My recent blog post, Risk Management: “Your Client’s 401(k) Plan and the F-Word, was written in response to a Greenwald & Associates survey, reported in this publication, finding that the Department of Labor's expected redefinition of fiduciary would lead many small businesses to drop their retirement plans or matching contributions. Further research reveals the spin machine hard at work. (Due to FINRA constraints I cannot link to the survey here, but it can be found with a Web search.)
Part of a question on Page 23 of the survey states: “The Department of Labor is considering prohibiting both retirement plan providers and the advisors who sell retirement plans to employers from assisting the employers in the selection and monitoring of the [investments] in the retirement plan.” (Due to Financial Industry Regulatory Authority rules, I was required to change a word in the question, but the intention is the same.)
Prohibiting? Really? I am not a lawyer; I am also not giving legal advice in this commentary. Yet the authors of the survey are lawyers. “Davis & Harman LLP commissioned and co-sponsored this report on behalf of a coalition of financial services organizations that provide retirement services to millions of Americans,” according to a statement accompanying the survey.
If the proposal is really so horrific to small-business retirement plans, why is it not sponsored by a broad coalition of business groups, the real end users of retirement fiduciary services? I suppose we’ll never know.
The Employee Retirement Income Security Act, signed into law by President Gerald Ford in 1974, begins with the notion that running a benefit plan of any sort requires diligence and no self-dealing. Further, many acts are prohibited until allowed by a prohibited transaction exemption (PTE). Thus, it is not the DOL newly considering a prohibition; prohibitions have been there for 40 years. For example, ERISA prohibited delivering advice for a fee without declaring that you are acting as a fiduciary and meeting a few other simple tests. The PTE, therefore, allows for advice, as long as the fee, the fiduciary status and a few other items are executed. That’s simple: advice is not prohibited, and the stewardship rule is definitely not new.

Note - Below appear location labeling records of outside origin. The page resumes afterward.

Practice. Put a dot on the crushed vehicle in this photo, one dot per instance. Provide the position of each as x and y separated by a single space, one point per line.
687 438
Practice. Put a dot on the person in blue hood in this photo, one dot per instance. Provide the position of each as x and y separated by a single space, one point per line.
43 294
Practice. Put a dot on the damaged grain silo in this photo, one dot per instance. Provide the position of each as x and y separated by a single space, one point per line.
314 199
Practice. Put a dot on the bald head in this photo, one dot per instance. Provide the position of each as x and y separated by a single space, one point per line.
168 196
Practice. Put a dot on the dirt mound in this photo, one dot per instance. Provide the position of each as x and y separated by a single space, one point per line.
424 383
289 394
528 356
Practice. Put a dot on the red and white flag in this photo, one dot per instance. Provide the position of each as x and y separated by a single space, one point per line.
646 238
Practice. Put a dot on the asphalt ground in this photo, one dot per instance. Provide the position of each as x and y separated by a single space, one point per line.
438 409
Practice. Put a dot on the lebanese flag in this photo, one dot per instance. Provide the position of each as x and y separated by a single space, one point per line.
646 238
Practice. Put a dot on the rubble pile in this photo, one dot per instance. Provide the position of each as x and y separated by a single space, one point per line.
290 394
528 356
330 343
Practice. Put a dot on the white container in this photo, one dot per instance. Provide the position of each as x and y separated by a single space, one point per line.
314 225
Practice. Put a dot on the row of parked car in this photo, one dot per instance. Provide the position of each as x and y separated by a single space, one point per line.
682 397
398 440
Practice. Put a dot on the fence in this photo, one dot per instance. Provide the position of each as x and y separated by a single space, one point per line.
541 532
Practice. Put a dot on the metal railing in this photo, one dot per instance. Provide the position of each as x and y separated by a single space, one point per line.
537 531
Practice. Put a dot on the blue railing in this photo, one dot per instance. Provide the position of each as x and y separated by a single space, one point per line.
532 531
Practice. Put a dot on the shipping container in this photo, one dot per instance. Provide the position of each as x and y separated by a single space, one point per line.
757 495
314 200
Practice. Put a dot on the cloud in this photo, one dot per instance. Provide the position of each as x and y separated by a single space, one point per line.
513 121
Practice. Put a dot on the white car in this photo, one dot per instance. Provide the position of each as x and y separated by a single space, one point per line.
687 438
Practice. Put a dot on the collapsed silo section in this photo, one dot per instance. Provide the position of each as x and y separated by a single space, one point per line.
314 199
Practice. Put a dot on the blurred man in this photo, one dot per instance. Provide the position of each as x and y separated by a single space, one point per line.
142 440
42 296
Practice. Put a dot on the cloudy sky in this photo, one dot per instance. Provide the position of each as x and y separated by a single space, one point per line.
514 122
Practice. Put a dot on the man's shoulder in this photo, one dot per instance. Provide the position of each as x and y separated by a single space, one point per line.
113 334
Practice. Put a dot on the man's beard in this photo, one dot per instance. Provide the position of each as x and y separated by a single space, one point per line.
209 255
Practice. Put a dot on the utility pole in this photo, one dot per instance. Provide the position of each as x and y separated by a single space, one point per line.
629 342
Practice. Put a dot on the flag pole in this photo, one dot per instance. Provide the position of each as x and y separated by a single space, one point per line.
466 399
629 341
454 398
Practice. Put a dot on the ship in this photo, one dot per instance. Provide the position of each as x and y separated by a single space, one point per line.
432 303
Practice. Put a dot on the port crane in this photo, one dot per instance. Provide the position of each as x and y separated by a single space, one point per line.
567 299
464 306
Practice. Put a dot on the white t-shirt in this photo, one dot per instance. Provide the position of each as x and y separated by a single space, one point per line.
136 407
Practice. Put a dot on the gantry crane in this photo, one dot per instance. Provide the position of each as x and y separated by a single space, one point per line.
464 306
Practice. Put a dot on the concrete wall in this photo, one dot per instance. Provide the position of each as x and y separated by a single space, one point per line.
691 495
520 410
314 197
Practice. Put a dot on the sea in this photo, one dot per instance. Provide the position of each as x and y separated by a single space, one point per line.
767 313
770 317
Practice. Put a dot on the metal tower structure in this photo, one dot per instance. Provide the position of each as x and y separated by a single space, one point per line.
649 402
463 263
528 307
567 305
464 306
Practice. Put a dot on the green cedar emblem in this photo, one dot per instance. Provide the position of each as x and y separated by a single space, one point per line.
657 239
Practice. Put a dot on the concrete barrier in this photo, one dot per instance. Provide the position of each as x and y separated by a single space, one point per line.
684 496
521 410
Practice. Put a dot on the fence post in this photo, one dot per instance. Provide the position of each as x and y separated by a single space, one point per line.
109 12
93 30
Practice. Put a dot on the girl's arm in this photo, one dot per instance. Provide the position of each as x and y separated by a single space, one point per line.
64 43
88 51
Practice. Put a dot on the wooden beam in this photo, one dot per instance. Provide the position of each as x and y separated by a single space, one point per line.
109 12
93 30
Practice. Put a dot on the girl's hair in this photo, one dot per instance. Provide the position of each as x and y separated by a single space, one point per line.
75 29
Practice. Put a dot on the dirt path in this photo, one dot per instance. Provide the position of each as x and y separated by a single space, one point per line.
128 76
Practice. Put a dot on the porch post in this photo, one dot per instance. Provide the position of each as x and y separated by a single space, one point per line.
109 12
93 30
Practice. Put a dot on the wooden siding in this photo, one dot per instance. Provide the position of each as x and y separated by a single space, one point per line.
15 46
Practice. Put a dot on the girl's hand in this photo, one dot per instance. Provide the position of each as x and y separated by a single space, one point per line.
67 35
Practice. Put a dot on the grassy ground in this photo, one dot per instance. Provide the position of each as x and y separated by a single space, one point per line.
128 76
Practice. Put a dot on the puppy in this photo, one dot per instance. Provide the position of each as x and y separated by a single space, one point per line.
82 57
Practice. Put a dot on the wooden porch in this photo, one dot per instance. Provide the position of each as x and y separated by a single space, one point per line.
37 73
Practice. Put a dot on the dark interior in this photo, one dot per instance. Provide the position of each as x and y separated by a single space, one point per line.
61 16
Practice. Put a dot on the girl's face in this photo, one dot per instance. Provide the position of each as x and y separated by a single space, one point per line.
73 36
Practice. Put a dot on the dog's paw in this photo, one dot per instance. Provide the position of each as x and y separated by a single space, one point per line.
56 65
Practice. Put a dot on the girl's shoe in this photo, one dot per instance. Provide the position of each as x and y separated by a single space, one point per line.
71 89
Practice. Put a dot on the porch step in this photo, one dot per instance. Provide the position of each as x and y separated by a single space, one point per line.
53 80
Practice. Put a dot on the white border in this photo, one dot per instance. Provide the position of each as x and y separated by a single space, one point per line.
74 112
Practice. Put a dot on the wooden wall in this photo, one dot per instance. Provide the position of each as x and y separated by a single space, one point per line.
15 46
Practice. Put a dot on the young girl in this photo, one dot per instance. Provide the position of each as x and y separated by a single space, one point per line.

We need to ask the questions: why the spin, why the fear? As I said in my earlier article, the DOL has been seeking to create clarity on the fiduciary issue so there is no further dodging of the fiduciary role by those who have creatively skirted ERISA while continuing to deliver advice. The industry apparently does not want to declare themselves fiduciaries to do what they have been doing for years under the guise of “education.” Education, at the plan sponsor level, is a Trojan horse; it always has been. In an ERISA plan, serving other interests beyond those of participants and beneficiaries is prohibited and always has been. So the sudden industry “shock,” apparently only recently becoming aware of ERISA, is humorous (reminds me of Casablanca).
Knowing that a fiduciary is a steward, why is the industry dead set against stewardship? My speculation is this: the vast majority of the industry that supervises the vast majority of industry salespeople wants them dedicated to that one function only — selling. Somehow, stewardship and sales have a hard time uniting. Sales is usually a systematic process of persuasion, and that can be a lot of fun. Stewardship is a systematic process of prudence — no fun. Yet, I know these two can coexist.
Stewardship requires one thing that sales does not: asking one question at the inception of every transaction — is this the right thing to do? That is all. Not a difficult question to ask, but one that is fraught with risk. Because if the answer is no and the transaction proceeds anyway, well, the obvious needs not be stated.
I suspect corporate risk management is really what this is all about. Industry interests have misstated the truth with a survey, pretended that it represents the desires of business, and that at its heart is nothing more than spin.